Breaking the Heavy-Tailed Noise Barrier in Stochastic Optimization Problems
Nikita Puchkin, Eduard Gorbunov, Nikolay Kutuzov, Alexander Gasnikov
TL;DR
We address stochastic convex optimization under structured heavy-tailed noise by stabilizing gradients with the smoothed median of means, enabling high-probability convergence bounds for clipped-SGD and clipped-SSTM that exceed classical $\mathcal{O}(K^{-2(\alpha-1)/\alpha})$ rates. The analysis hinges on decomposing component noise densities into a symmetric part and a lighter antisymmetric part, yielding finite bias and variance bounds for SMoM estimators and translating these into improved rates for both clipped-SGD and its accelerated variant in convex and strongly convex regimes.
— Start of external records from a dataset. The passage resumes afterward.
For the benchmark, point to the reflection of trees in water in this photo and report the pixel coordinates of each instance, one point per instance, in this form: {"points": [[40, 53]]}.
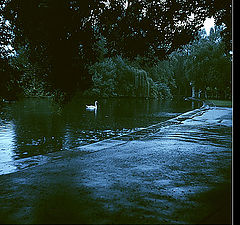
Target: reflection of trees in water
{"points": [[38, 129]]}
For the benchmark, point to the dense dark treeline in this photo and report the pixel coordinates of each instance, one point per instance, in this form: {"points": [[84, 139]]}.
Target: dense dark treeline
{"points": [[114, 48]]}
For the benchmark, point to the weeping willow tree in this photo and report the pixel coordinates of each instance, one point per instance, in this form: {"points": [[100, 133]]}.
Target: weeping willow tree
{"points": [[115, 77]]}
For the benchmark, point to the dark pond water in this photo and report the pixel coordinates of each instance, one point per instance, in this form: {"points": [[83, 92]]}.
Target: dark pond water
{"points": [[32, 126]]}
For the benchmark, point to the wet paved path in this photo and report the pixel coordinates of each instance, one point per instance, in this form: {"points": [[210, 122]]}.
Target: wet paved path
{"points": [[176, 172]]}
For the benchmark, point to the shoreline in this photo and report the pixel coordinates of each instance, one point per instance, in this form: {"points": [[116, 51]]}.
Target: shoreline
{"points": [[179, 174]]}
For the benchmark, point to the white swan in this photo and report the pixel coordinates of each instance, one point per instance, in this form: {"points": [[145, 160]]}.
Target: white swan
{"points": [[92, 107]]}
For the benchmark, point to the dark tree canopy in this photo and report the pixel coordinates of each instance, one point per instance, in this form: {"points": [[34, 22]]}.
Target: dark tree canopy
{"points": [[63, 33]]}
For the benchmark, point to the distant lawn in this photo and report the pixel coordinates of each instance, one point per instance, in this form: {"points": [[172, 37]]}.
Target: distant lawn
{"points": [[221, 103]]}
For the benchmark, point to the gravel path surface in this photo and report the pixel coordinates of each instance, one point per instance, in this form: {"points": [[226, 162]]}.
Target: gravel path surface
{"points": [[178, 172]]}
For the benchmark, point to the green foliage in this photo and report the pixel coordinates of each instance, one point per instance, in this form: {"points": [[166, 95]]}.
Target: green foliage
{"points": [[33, 78], [205, 64], [118, 77]]}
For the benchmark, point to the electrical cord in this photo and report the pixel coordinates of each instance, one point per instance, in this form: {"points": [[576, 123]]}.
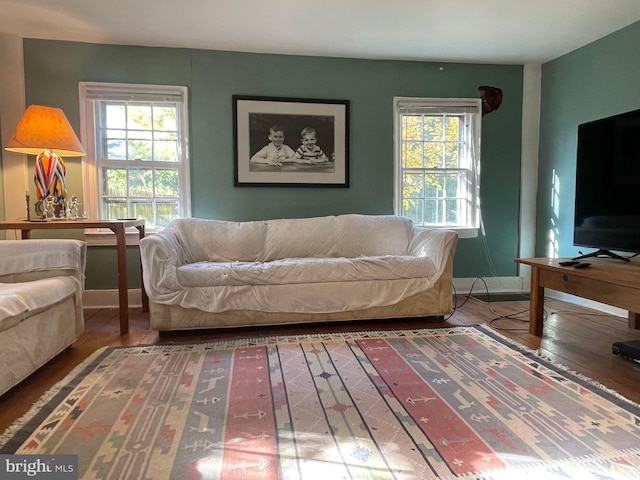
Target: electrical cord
{"points": [[498, 316]]}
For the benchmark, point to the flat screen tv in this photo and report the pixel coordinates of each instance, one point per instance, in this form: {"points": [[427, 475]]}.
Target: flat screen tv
{"points": [[607, 202]]}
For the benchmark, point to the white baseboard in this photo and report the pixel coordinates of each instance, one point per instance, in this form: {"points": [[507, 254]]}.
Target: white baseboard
{"points": [[583, 302], [465, 286], [109, 298]]}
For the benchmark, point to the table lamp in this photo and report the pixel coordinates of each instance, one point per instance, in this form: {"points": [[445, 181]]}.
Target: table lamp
{"points": [[46, 132]]}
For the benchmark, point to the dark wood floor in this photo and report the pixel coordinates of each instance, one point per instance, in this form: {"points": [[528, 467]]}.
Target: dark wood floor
{"points": [[576, 337]]}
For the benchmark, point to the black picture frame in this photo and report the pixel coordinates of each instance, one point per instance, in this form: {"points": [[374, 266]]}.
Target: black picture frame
{"points": [[253, 119]]}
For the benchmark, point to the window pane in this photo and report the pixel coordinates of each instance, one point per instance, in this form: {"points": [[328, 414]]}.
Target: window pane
{"points": [[433, 155], [167, 182], [140, 182], [164, 118], [139, 117], [414, 209], [433, 129], [115, 116], [412, 155], [165, 212], [115, 209], [115, 149], [165, 147], [114, 182], [143, 209], [413, 185], [412, 127], [140, 140], [438, 157]]}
The results demonstrate practical gains on heavy-tailed problems and point to extensions to non-convex, non-smooth, and distributed settings, with potential further log-factor improvements. Overall, the structured-noise model and SMoM gradient estimation provide a principled route to faster stochastic optimization under heavy-tailed perturbations.
Abstract
We consider stochastic optimization problems with heavy-tailed noise with structured density. For such problems, we show that it is possible to get faster rates of convergence than $\mathcal{O}(K^{-2(α- 1)/α})$, when the stochastic gradients have finite moments of order $α\in (1, 2]$. In particular, our analysis allows the noise norm to have an unbounded expectation. To achieve these results, we stabilize stochastic gradients, using smoothed medians of means. We prove that the resulting estimates have negligible bias and controllable variance. This allows us to carefully incorporate them into clipped-SGD and clipped-SSTM and derive new high-probability complexity bounds in the considered setup.